Trafik magandalarının küçük bir münakaşa sonucunda adam öldürmeye kadar varan vandalizmi nedeniyle mi ya da gülmeyi unuttuğumuzdan mı veya giderek nezaketi bırakıp birbirimize vahşi hislerle davranan insanlar haline gelmemizden mi neden bilmem, son zamanlarda mailime ulaşan okur mektupları hep “İnsanların birbirine güleryüzlü davranmasını temin için  bir şeyler yaz hoca” dilekleri ile son buluyor. Ben de bu nedenle,  bu hafta daha önce yayınlanmış olan aşağıdaki yazımı okurlarımla buluşturmaya karar verdim.

***

Sizinle genellikle otomobil kullanırken karşılaşıyoruz. Ya aynı anda aynı yola girmek için birlikte hamle yapıyoruz ya da siz ya da ben önemsiz bir kusur işliyoruz otomobil kullanırken. Ben size gülümsüyorum. Hatamı kabul ettiğimi belirtircesine. Ama siz kızgın bakışlarla beni süzüp hışımla gaza basıp gidiyorsunuz. Oysa ki benim bütün beklediğim olayı anlayışla karşıladığınızı ifade eden bir küçük tebessüm.

Bazen bir bankada yüz yüze geliyoruz. Önünüzdeki kâğıtlarla ya da bilgisayarla meşgulsünüz. Sesimi çıkarmadan bekliyorum. Süre uzayabilir veya benimle biraz sonra ilgileneceksiniz. Ama bunu ben bilmiyorum. Bütün beklediğim bu belirsizliği ortadan kaldıracak ve beni gördüğünüzü, işinizi bitirir bitirmez ilgileneceğinizi ifade eden bir küçük tebessüm.

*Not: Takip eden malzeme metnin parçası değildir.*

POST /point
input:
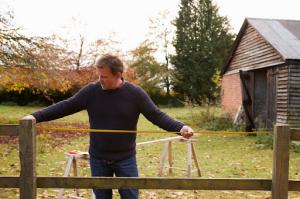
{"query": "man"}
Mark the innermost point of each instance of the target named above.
(113, 103)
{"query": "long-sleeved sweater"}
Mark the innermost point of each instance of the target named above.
(117, 109)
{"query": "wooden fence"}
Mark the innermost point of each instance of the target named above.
(28, 182)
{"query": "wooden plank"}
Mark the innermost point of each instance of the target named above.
(163, 158)
(154, 183)
(148, 183)
(189, 159)
(295, 134)
(9, 182)
(294, 185)
(9, 129)
(196, 160)
(280, 162)
(170, 158)
(27, 142)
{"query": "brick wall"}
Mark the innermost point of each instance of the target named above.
(231, 93)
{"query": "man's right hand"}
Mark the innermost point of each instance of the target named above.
(28, 117)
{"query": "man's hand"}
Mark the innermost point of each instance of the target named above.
(186, 132)
(28, 117)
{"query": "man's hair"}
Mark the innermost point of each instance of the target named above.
(111, 61)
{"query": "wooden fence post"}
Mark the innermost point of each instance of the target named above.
(27, 144)
(280, 176)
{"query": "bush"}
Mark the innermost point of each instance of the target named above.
(210, 120)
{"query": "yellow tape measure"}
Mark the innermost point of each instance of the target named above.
(144, 131)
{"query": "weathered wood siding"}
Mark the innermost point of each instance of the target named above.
(253, 52)
(282, 95)
(294, 95)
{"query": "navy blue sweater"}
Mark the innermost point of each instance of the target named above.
(117, 109)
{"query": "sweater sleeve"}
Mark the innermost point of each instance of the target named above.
(154, 115)
(66, 107)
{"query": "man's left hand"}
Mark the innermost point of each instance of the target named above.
(186, 132)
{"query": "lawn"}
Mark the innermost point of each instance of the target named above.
(220, 156)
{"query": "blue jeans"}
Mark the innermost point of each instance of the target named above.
(122, 168)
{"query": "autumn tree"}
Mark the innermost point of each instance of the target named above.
(161, 34)
(147, 71)
(202, 42)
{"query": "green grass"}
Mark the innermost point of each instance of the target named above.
(220, 156)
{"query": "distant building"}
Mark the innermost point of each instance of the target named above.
(262, 74)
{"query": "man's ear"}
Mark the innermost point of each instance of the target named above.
(119, 74)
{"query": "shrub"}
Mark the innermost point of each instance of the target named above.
(211, 120)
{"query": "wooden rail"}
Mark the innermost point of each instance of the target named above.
(28, 182)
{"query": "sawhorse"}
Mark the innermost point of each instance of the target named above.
(73, 156)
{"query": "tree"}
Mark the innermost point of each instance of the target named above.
(147, 71)
(161, 33)
(202, 42)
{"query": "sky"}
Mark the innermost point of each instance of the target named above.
(127, 19)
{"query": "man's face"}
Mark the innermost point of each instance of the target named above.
(107, 79)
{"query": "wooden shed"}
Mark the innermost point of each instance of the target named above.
(262, 74)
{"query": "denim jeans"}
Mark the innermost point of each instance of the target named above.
(122, 168)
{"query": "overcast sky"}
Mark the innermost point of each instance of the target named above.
(129, 20)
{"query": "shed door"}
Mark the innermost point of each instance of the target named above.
(247, 88)
(260, 98)
(271, 97)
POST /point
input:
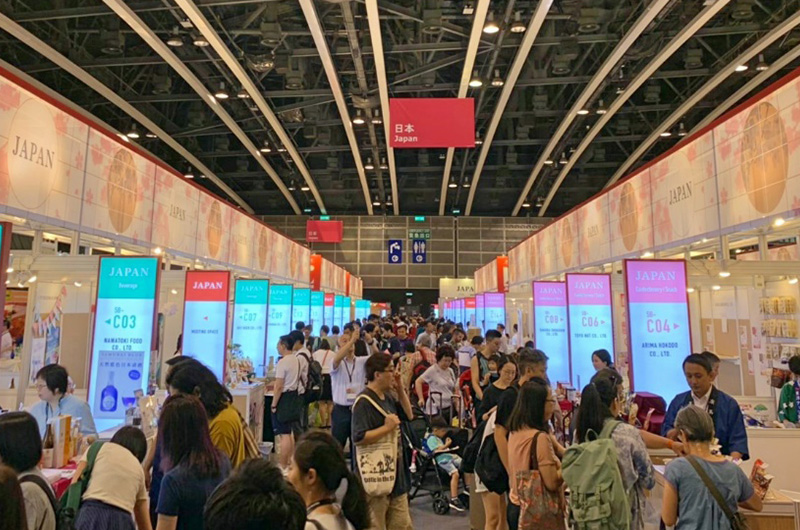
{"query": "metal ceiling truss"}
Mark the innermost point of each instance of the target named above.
(708, 12)
(210, 34)
(373, 16)
(644, 21)
(85, 77)
(148, 36)
(782, 29)
(532, 31)
(318, 34)
(479, 18)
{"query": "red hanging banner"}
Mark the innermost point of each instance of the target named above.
(432, 122)
(324, 231)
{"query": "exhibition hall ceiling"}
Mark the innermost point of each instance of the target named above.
(569, 94)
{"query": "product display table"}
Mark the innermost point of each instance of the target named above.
(781, 508)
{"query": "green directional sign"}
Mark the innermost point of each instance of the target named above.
(422, 233)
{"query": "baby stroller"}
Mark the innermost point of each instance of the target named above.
(426, 477)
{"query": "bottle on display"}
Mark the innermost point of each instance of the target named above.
(109, 395)
(48, 447)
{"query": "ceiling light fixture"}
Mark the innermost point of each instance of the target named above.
(497, 81)
(491, 27)
(221, 93)
(175, 40)
(517, 26)
(762, 65)
(200, 41)
(476, 81)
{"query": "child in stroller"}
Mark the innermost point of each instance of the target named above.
(439, 444)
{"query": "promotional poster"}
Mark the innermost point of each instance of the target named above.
(590, 322)
(550, 327)
(205, 318)
(123, 335)
(659, 325)
(250, 320)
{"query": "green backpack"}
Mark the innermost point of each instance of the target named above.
(598, 499)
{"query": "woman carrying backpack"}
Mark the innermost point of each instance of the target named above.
(531, 448)
(601, 402)
(688, 502)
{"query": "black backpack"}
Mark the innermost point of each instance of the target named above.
(490, 468)
(313, 380)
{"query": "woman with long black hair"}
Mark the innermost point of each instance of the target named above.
(334, 497)
(193, 466)
(601, 401)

Zaman zaman üniversitenin  kampüsünde veya binaların koridorlarında tesadüf ediyoruz. Bütün talebelerimi tanımama imkân yok. Buna rağmen kendi fakültemin koridorlarında gördüğüm için, gülümseyerek size günaydın diyorum. Belki benim sınıflarıma girmediniz,  belki daha yeni öğrencisiniz ve beni tanımıyorsunuz. Ama elinde çantası yaşını başını almış bir adam, belli ki bir hoca. Asık bir suratla başınızı belli belirsiz sallayıp geçiyorsunuz. Ne güzel olurdu sizin yüzünüz de bir küçük tebessümle aydınlansaydı.

***

Kimi zaman, üzerinizde bir üniformayla çıkıyorsunuz karşıma. Ya karakoldaki odanıza giriyorum, ya siz trafik kontrolü yapıyorsunuz, ya da ben bir iş için, sizin bulunduğunuz resmi binaya giriyorum. Tüm evrakları tamam bir sürücü olmanın rahatlığı ile kolay gelsin memur bey diyorum. Yüzünüzde katı bir ifade ile bana cevap bile vermeden evraklarınız lütfen diyorsunuz. İrkiliyorum. Oysa bir gülümseme ile bütün sorunlar çözülüverecek.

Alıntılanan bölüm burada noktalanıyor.